Psychological Treatments: Reviews of Evidence

Psychological treatments for tinnitus seek to address the way in which the person responds to the condition, having no bearing on its presence or absence. A substantial analysis of a range of psychological treatments was undertaken by Andersson and Lyttkens (1999), including cognitive-behavior therapy, relaxation, education-information, hypnosis, biofeedback, and stress management-problem solving. The most extensively studied procedure is cognitive-behavior therapy, and this provided more consistent signs of sustained reduction in degree of annoyance caused by tinnitus than any of the others in Andersson and Lyttkens's meta-analysis (very few of which included follow-up assessments).

A recent Cochrane Review (Martinez Devesa, Waddell, Perera, & Theodoulou, 2007) confirms that cognitive-behavior therapy applied in tinnitus treatment has positive impact on overall quality of life, making this procedure a suitable candidate for consideration as a management option. Cognitive-behavior therapy forms part of clinical psychology training. Noble and Tyler (2007) suggest that flexible coalitions between clinical audiology and clinical psychology may be an optimal model for tinnitus treatment. Some people worried by the onset of tinnitus may need no more than reassurance, following appropriate audiological assessment; others may continue to be distressed to a point that calls for psychotherapeutic intervention, such as application of cognitive-behavior therapy.

The cognitive-behavior protocol has been developed and successfully offered in self-help form using Internet resources (Andersson, Stromgren, Strom, & Lyttkens, 2002) or as printed text (Kaldo, Cars, Rahnert, Larsen, & Andersson, 2007).
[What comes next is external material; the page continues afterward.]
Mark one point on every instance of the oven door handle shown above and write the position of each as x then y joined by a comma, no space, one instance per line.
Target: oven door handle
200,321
These ways of providing such psychotherapy can be argued to be cost-effective; however, outcomes are less substantial than with more usual treatment pathways.

Combined Treatments

Tinnitus retraining therapy (Jastreboff & Hazell, 2004) combines what its authors call “directive counselling” with partial masking. The counseling component has been the subject of some criticism (e.g., Wilson, Henry, Andersson, Hallam, & Lindberg, 1998). Subsequent authors have used a more recent variant of the counseling component (Zachriat & Kröner-Herwig, 2004). The consensus is that the partial masking component of this procedure adds nothing beyond what may be achieved by the counseling component (Goebel et al., 1999; Hiller & Haerkotter, 2005) and that the more recent variant of the counseling component is not as effective as cognitive-behavior therapy in terms of improved general well-being (Zachriat & Kröner-Herwig, 2007).

A different approach to partial masking uses filtered music in combination with a counseling program (Davis, Paki, & Hanley, 2007). Independent assessment of this approach remains to be reported.

Conclusion

Tinnitus looks like it will continue to be part of the landscape and no doubt will continue to attract a very substantial amount of clinical and research interest, as it increasingly has in the past half century. From the foregoing survey, it can be said that a promising line of physical treatment may emerge from further study of cortical excitation and inhibition. Cognitive-behavior therapy has emerged as the psychological treatment of choice.

Although it is orderly to identify treatment approaches as biochemical, physical, or psychological, it may be more productive to recognize tinnitus as a somatopsychic disorder, that is to say, a bodily dysfunction that has substantial mental consequences. The phenomenology of tinnitus cannot be isolated from its physiology (Noble & Tyler, 2007), and no treatment domain can presently be identified as holding prime position in the therapeutic spectrum. Clearly, if some order of physical procedure sustainably eliminates tinnitus as a “signal,” and such procedure is accessible and reliable, that will surely take first prize. As matters currently stand, such an outcome is not in sight. All clinical options, therefore, should remain in play. The advantage of psychotherapy is its accessibility and its potential to benefit the person's overall quality of life.